# Need help to identify what looks like an old Ritchey complete bike from the mid 80's



## iampm (Jul 25, 2007)

Hi, I'm new to this forum and to mtb too! I recently went back to my parent's house to bring back my old mtb at my apartment. I started to ride a little with it and realized I don't even know which Brand / Model / Year it is for real.

Since then I'm trying to find out more about this bike which may be old but ride greatly!

I have made a little website to keep track of what I discover about my Unknown Bike and need help to fill the numerous blanks. If somebody could take a look here http://unknownbike.iampm.org to study the pictures and information about the bike to help me, it would be very nice!
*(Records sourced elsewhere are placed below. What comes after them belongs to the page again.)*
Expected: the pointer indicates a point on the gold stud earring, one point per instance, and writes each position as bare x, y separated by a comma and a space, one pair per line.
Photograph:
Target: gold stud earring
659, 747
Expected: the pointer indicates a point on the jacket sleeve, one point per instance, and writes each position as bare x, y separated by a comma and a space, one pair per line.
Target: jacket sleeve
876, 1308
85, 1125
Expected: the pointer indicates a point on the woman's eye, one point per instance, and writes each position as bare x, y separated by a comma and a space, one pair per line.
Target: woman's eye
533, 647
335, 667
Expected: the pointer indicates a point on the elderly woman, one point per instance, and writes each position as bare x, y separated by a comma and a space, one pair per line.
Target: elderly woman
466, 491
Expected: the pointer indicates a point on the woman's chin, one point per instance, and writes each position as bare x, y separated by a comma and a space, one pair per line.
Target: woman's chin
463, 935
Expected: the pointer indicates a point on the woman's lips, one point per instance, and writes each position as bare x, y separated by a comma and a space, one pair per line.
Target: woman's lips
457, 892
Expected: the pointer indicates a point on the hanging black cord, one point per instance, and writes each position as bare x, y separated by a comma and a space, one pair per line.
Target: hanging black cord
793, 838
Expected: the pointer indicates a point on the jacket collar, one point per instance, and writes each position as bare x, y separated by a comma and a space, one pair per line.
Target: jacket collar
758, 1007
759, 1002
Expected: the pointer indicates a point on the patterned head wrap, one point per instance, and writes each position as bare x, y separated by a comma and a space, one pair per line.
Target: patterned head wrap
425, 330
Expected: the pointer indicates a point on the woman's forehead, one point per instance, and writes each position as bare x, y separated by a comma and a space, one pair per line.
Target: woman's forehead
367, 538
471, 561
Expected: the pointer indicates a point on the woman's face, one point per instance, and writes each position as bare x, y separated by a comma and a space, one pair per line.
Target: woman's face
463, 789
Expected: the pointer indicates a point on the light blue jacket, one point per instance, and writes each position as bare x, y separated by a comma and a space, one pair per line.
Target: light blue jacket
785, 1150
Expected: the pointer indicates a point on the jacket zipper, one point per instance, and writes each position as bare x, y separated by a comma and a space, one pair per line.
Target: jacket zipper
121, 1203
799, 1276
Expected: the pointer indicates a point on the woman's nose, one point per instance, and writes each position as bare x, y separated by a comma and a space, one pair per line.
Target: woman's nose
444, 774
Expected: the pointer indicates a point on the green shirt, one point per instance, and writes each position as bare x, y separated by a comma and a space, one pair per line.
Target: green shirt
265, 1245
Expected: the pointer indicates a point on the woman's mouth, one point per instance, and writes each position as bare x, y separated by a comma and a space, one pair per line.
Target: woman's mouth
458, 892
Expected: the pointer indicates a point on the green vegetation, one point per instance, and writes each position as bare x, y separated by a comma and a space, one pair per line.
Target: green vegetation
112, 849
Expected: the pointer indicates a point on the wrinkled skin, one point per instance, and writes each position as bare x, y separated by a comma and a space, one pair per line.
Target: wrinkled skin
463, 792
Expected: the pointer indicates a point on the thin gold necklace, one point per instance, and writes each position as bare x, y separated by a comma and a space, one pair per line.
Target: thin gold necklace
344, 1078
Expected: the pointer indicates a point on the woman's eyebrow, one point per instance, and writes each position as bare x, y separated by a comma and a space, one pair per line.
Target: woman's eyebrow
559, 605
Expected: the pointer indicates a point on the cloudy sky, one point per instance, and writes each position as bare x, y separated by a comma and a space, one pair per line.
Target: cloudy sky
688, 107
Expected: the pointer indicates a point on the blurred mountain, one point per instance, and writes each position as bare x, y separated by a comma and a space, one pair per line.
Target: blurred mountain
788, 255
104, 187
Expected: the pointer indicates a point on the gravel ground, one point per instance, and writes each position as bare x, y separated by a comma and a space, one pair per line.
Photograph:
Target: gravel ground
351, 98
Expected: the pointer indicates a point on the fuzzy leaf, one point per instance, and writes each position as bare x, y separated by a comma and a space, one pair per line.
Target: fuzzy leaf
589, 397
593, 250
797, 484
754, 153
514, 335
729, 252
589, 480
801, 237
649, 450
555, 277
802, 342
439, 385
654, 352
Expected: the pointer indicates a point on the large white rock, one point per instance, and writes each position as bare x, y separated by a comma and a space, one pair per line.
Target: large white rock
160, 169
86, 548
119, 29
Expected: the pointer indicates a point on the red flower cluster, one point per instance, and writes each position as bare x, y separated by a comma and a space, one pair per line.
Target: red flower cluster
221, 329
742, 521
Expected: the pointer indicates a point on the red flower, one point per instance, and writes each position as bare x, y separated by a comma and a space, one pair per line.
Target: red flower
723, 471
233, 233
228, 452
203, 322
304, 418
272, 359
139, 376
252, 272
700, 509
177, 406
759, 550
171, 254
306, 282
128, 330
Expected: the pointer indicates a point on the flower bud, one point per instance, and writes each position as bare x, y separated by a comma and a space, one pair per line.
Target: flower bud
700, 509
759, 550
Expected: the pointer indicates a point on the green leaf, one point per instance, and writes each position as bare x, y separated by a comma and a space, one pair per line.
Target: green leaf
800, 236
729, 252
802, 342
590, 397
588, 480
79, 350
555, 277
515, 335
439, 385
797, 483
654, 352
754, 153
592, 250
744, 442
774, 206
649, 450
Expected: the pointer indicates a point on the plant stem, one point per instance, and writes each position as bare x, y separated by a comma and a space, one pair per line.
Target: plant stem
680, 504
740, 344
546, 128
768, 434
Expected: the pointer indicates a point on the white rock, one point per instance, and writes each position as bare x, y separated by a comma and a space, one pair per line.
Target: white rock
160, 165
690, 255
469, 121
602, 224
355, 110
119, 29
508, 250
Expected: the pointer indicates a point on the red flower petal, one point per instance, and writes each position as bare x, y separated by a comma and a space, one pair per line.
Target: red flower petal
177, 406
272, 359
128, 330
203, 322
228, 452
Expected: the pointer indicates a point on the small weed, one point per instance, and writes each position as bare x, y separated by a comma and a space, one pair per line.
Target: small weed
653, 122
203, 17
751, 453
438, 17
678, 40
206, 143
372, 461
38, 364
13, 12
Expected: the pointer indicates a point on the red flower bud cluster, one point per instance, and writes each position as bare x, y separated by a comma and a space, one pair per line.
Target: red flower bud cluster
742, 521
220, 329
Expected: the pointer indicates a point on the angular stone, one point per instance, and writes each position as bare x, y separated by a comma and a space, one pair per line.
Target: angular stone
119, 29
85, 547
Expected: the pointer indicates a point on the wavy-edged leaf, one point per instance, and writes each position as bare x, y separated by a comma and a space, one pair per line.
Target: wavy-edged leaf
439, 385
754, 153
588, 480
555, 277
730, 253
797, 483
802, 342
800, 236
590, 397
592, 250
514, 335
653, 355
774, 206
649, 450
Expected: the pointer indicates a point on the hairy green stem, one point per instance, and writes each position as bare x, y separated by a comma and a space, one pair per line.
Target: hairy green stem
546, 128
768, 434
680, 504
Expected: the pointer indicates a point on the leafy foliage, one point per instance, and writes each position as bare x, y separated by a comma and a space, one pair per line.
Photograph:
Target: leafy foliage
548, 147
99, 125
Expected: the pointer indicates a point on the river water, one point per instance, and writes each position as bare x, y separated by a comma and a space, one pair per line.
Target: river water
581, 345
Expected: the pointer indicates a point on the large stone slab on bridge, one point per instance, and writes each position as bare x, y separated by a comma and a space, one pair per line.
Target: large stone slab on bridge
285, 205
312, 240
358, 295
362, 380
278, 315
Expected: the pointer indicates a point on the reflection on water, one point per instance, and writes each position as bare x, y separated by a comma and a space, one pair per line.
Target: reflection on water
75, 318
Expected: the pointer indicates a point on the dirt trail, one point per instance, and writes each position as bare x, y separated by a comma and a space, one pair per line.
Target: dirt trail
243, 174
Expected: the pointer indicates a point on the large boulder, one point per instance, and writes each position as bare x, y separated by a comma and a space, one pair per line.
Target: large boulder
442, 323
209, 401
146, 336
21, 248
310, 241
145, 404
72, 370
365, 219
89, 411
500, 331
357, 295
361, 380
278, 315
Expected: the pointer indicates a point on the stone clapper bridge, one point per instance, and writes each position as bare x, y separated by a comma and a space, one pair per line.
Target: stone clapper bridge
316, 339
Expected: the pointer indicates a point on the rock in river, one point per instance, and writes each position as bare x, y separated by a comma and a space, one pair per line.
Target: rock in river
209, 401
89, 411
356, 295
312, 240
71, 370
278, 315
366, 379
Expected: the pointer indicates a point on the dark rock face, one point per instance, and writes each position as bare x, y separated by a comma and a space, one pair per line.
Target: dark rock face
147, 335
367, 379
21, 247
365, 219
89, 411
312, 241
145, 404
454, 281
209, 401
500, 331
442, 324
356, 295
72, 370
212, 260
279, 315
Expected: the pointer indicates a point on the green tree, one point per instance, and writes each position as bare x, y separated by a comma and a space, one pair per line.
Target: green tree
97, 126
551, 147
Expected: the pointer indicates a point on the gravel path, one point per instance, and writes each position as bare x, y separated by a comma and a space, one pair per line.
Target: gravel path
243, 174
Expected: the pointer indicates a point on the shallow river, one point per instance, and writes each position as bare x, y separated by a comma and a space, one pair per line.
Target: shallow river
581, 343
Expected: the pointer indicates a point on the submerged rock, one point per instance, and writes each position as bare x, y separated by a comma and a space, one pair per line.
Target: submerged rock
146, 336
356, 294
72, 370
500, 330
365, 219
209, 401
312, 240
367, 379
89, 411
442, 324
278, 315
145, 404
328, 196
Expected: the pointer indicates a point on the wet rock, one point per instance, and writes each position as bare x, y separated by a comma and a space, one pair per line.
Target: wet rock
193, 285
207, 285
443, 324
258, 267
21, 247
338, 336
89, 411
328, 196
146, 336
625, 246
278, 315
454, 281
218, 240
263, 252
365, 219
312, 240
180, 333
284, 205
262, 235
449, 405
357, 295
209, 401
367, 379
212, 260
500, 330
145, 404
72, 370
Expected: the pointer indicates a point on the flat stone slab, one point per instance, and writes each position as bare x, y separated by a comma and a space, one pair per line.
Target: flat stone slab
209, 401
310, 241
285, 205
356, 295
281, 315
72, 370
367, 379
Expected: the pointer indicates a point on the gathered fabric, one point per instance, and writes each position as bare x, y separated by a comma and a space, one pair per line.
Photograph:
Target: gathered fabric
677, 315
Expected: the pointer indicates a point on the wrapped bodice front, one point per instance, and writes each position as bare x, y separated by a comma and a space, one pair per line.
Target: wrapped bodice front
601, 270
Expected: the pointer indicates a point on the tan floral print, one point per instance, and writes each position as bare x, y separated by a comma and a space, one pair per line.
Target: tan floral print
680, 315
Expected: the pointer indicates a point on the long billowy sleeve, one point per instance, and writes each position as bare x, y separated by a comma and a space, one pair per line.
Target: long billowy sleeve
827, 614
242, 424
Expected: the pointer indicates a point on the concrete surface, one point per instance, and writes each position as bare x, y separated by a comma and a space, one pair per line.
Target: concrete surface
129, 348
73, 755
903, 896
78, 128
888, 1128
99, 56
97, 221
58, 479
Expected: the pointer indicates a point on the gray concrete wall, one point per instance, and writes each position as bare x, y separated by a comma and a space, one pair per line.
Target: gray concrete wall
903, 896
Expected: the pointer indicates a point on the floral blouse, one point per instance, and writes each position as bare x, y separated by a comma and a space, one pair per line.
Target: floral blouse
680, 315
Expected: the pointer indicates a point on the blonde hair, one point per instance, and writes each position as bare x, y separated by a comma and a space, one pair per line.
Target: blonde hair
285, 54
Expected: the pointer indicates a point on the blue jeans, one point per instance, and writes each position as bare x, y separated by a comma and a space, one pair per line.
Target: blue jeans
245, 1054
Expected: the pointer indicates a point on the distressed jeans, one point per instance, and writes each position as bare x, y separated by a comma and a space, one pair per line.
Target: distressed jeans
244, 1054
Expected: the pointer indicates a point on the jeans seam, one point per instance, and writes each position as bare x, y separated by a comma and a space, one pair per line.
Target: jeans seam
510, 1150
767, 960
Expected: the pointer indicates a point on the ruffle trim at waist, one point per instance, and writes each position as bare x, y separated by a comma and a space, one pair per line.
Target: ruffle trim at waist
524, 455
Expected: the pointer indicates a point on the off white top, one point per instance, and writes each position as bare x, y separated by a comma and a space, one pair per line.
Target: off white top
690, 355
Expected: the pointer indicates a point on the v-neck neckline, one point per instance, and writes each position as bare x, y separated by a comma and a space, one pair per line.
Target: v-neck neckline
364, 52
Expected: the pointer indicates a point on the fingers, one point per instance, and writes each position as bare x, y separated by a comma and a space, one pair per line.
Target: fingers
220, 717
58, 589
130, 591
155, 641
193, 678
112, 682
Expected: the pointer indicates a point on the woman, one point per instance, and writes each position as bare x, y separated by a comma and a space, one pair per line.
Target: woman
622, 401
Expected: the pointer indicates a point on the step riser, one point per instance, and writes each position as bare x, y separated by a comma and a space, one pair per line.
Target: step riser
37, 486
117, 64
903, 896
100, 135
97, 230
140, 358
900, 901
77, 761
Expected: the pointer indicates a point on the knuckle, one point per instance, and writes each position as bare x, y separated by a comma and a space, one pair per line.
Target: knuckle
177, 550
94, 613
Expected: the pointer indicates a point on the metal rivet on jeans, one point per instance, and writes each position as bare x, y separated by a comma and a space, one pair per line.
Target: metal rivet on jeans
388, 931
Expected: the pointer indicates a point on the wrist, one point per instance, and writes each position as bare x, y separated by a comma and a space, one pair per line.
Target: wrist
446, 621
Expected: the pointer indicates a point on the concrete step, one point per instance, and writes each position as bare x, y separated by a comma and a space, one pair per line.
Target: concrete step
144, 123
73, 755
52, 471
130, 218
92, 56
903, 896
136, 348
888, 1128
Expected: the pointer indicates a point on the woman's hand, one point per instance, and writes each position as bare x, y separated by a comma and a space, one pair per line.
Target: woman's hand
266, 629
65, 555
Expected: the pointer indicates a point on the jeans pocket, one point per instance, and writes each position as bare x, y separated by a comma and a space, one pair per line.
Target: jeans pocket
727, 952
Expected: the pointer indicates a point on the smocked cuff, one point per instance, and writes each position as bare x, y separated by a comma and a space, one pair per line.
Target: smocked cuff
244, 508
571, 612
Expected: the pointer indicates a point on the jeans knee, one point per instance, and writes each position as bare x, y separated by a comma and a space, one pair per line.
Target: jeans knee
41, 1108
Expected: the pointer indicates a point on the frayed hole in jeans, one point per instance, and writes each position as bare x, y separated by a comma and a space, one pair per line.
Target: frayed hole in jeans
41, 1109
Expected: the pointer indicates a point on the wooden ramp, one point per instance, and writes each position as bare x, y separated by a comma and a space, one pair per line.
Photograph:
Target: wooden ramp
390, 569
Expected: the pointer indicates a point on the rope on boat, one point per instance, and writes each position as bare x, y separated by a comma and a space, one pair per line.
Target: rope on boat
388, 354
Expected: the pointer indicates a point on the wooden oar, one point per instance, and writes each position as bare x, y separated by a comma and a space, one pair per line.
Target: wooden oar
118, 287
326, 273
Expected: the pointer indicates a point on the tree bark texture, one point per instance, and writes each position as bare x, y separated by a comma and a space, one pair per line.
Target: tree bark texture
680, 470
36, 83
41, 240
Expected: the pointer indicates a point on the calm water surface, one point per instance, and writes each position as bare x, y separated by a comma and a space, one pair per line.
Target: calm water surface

And yes, I already asked for information at Ritchey Logic ... I did not receive anything helpful but a link to the oldmountainbikes.com's website which I already consulted to find out that I'm stuck at the same place as I am right now.

Thank you very much!


----------



## KDXdog (Mar 15, 2007)

Nice web site!
I'm not familiar with any lugged Ritchey, so my first guess is that it's not one. But then...http://www.firstflightbikes.com/1986_RM_Ritchey.htm


----------



## richieb (Oct 21, 2004)

Didn't Rocky Mountain Import Ritchey to Canada for a while and create their own lugged Ritchey-Branded frame?

-Richard


----------



## Boy named SSue (Jan 7, 2004)

richieb said:


> Didn't Rocky Mountain Import Ritchey to Canada for a while and create their own lugged Ritchey-Branded frame?
> 
> -Richard


I had forgotten about that. Search for an old thread, it came up on this forum a good while back.

There is also the large chance the bike was just built out of Ritchey branded tubes which was very common. There are dozens of brands that have spec'ed Ritchey tubing.

cheers, good luck.


----------



## Rumpfy (Dec 21, 2003)

Parts (assuming they're original) put the bike at about 1987 or so.


Doesn't look like any Ritchey I've ever seen.


----------



## laffeaux (Jan 4, 2004)

Hmmm... it could be a Ritchey-branded Rocky Mountain. It kind of looks like one, but the seat lug is different. There's a bit of info on the lugged Canadian Ritcheys here:
http://www.oldmountainbikes.com/frames/index.html#lugged_frames

Possibly a Rocky Mountain.


----------



## kb11 (Mar 29, 2004)

There was a lugged Ritchey made in '86 that was imported into Canada only. Here is mine :


















More info here also:
http://www.oldmountainbikes.com/cgi-bin/bikes.cgi?bike=6D00168

I have talked personally with Grayson Bain, founder of Rocky Mountain bikes and Tom Ritchey about these lugged bikes and the info can be found on http://www.oldmountainbikes.com under lugged frames

"Ritchey frames that are built using lugged construction were built in Japan by Toyo and imported into Canada by Rocky Mountain Bicycles. These frame were produced in the time period just after Tom Ritchey and Gary Fisher ended their working relationship with each other. Tom, in search of a new distributor for his bikes, contacted Rocky Mountain who offered to sell whatever he could produce. Tube sets went to Toyo, who only built lugged frames, and completed Ritchey bikes were sent to Canada. At roughly this same time other Japanese-made Ritchey frames were being imported into the US, however these were TIG-welded"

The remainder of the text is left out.